> Or you could be served divorce papers from your partner and lose a substantial fraction of your net-worth and future income.
This definitely implies a questionable decision.
> Or you ( or a member of your family) could have a debilitating/rare disease and your insurance does not cover all the treatments for it
Sure, there could be rare cataclysmic events that drain you of your financial resources. That's not really on-topic to what the discussion is about though.
> Or you could have been fired and opened your own business and your partners fleeced you out (ask me how I know)
This is 100% a bad decision. Do not take money out of your 401k to start a business.
> Or you live in a country where salaries are below 45 k /y.
Then you likely live in a country where the CoL is significantly lower than in the US and the dynamics of retirement are very different. I'm speaking 100% from an American-centric point of view.
> You have a very naive, simplistic and privileged worldview so I hope for your own sake you never have to leave that cocoon.
I'm sorry my short internet comment on a technology forum is not comprehensive enough to account for all potential scenarios and nuance. I grew up in poverty, and I'm going to do everything I can to prevent myself from ending back up in that situation.
I grew up in poverty, too. Not the caricature "TV in every room" "fake-poverty" nonsense some use to try to "prove" poor Americans aren't poor, but actual poverty. Like, almost homeless, single-mom skipping meals so me and my brother could eat, exposed to drugs and gun violence, pest-infested inadequate housing, style poverty. In America. I can do the poverty olympics all damn day with anyone here, even those from so-called under-developed nations.

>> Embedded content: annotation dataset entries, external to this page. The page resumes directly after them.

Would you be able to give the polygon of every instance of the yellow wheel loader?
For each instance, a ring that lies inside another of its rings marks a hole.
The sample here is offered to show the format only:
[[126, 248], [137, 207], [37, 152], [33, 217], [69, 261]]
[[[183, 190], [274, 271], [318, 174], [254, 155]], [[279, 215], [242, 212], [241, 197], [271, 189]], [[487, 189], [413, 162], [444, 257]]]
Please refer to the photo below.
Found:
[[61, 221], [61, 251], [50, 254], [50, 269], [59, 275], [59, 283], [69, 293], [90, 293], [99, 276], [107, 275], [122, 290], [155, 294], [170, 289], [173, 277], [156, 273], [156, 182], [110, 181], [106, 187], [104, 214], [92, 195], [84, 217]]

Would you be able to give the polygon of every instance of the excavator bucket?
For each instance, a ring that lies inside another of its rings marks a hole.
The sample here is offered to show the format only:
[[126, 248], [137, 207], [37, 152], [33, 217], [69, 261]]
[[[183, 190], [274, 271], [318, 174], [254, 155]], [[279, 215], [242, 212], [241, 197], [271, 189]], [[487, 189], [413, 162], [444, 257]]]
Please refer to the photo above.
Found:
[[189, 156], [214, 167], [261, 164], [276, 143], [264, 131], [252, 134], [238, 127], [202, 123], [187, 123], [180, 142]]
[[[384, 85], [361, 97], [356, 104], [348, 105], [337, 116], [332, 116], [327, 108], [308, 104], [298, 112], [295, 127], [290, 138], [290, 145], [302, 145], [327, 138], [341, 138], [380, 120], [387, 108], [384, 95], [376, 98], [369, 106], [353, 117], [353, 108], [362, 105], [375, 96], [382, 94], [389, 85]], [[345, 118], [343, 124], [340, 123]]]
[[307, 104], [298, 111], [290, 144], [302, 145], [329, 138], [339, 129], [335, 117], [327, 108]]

I am...skeptical...of your statement. I'm rich now thanks to an IPO--and my hard work in being in a position to be employed at a successful company. But I recognize that a lot of what you've written there is just...wrong. It's "right" enough in some respects, but just so very wrong in so many ways.

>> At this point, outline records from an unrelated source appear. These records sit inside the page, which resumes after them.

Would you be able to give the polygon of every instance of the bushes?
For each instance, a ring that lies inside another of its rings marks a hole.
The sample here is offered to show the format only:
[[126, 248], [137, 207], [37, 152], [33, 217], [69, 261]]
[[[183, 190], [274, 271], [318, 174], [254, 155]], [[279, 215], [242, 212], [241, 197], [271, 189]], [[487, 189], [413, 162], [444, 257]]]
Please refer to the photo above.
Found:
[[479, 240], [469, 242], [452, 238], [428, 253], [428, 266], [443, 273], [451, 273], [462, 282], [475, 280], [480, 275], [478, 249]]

There's definitely different levels of poverty. Rural American poverty is different from urban American poverty, there's different problems. We didn't have pest problems, but one of the houses we lived in had severe mold that caused health problems (so we had to move). We didn't have gun violence or drugs, but we chopped and burned wood from the area to heat our house through the cold winters because we couldn't afford fuel. We didn't go hungry, but only because we got heavily subsidized or free lunches from the school. We had our electricity shut off on several occasions. I was lucky in the sense that we lived within the territory of a decent school district, so I was able to dig a computer out of the school dumpster that only had a failed hard drive, which I fixed and used to teach myself programming (by this point, we could at least afford internet service). It wasn't consistently like that, and not as bad as what you described, but it was absolutely still poverty.

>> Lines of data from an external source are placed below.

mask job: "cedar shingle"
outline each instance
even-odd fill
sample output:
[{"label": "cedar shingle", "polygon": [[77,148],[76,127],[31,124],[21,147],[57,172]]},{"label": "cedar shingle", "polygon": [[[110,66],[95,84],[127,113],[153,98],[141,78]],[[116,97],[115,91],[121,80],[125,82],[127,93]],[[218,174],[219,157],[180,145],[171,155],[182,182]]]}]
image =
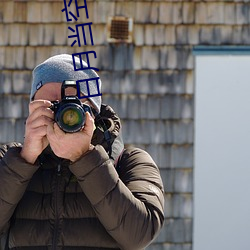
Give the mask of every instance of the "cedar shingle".
[{"label": "cedar shingle", "polygon": [[28,2],[27,3],[27,22],[40,23],[42,22],[42,3]]}]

According to him if your partner divorces you it is always a bad decision of yours. If people betrays you it is a bad decision if you get sick it is a bad decision, if you live in Haiti earning 300 USD/month it is fine because COL is lower. Living in hindsight-land, but it is OK since he grew up in "poverty". Totally absent of any sense of perspective of what a normal human life consists of, typical of an upper-middle class able, white, male in IT.